Montag, 2. November : Es ist der Tag nach dem letzten Wochenende vor dem neuerlichen Teil-Lockdown mit Schließung der Gaststätten, Kinos, Theater und Fitnessstudios. Vor den Restaurants haben sich vor allem am Samstag teilweise Schlangen von wartenden Gästen gebildet, die noch einmal ausgehen wollen. »Die zwei Wochen zuvor war es ruhig, seit Freitag ist Chaos«, sagte »Geschmacksverkehr«-Betreiber Dimitri Skartsanis. Die Zahl der aktiven Corona-Fälle steigt in Gießen binnen eines Tages um über 30 auf 224.

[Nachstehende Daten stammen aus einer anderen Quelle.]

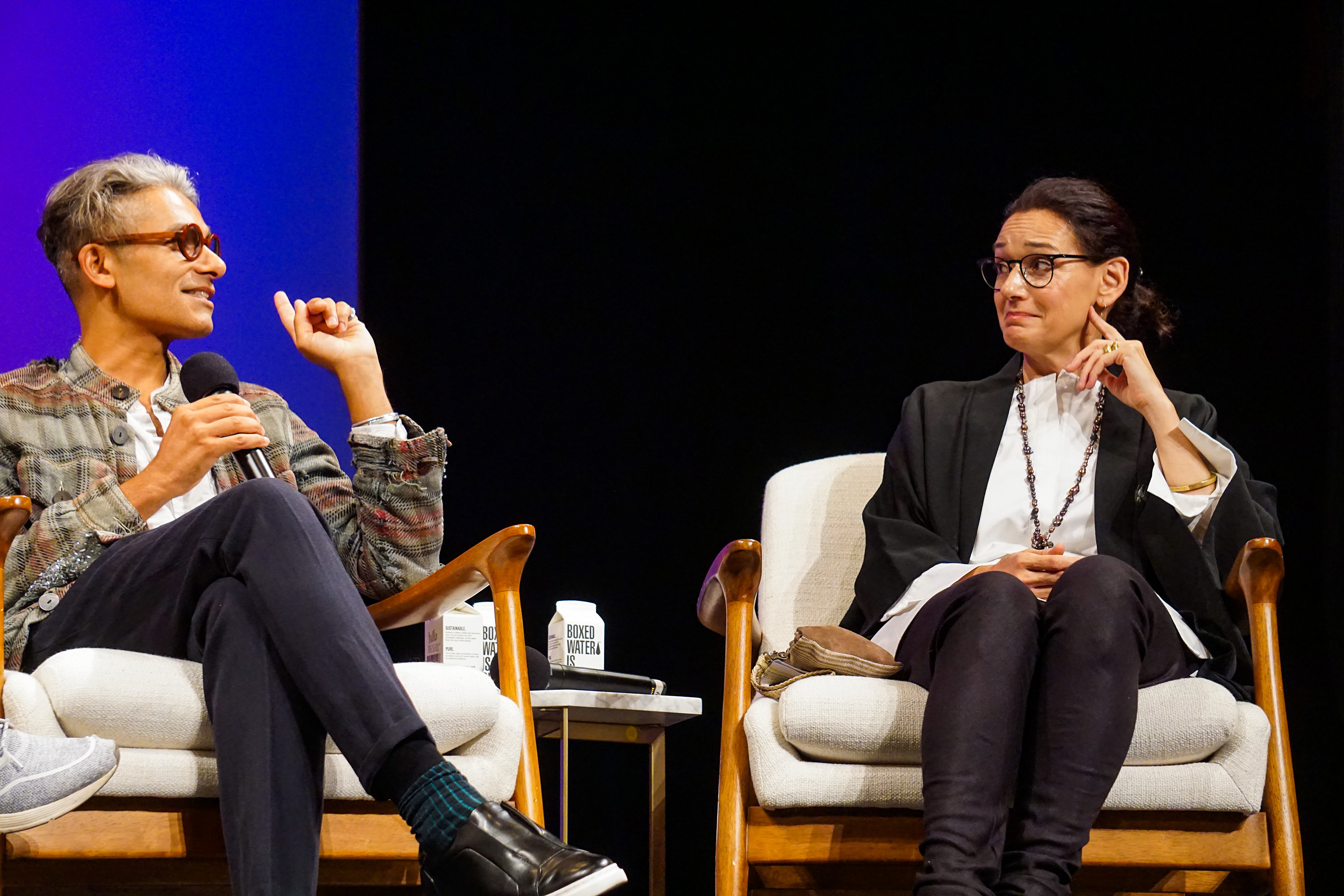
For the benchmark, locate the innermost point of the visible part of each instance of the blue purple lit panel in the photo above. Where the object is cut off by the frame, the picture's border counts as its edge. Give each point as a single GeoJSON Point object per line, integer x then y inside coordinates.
{"type": "Point", "coordinates": [258, 100]}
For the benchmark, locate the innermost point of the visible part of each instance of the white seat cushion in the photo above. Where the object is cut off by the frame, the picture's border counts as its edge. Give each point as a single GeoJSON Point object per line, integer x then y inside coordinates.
{"type": "Point", "coordinates": [147, 702]}
{"type": "Point", "coordinates": [1233, 780]}
{"type": "Point", "coordinates": [490, 759]}
{"type": "Point", "coordinates": [878, 722]}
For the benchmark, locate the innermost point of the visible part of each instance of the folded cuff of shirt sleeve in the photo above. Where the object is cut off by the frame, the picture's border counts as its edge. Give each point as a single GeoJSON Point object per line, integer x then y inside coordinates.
{"type": "Point", "coordinates": [930, 582]}
{"type": "Point", "coordinates": [382, 431]}
{"type": "Point", "coordinates": [1218, 456]}
{"type": "Point", "coordinates": [105, 509]}
{"type": "Point", "coordinates": [412, 454]}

Dienstag, 3. November: Dietrich Faber lebt vom Verkauf seiner Bücher, aber auch von Lesungen und Bühnen-Auftritten - und vom Kontakt mit seinem Publikum. Trotzdem hadert er nicht mit dem Teil-Berufsverbot: »Es ist leider unser Pech und nun mal nicht von der Hand zu weisen, dass Menschen bei Veranstaltungen in größerer Anzahl aufeinandertreffen, Hygienekonzepte hin oder her.«
Donnerstag, 5. November: Hü und hott bei den Corona-Bestimmungen. Die Stadt schließt auf Grundlage der neuesten hessischen Corona-Verordnung die Anlagen für Vereins- und Freizeitsport - und öffnet sie wenige Tage später wieder, nachdem das Land seine Entscheidung rückgängig gemacht hat.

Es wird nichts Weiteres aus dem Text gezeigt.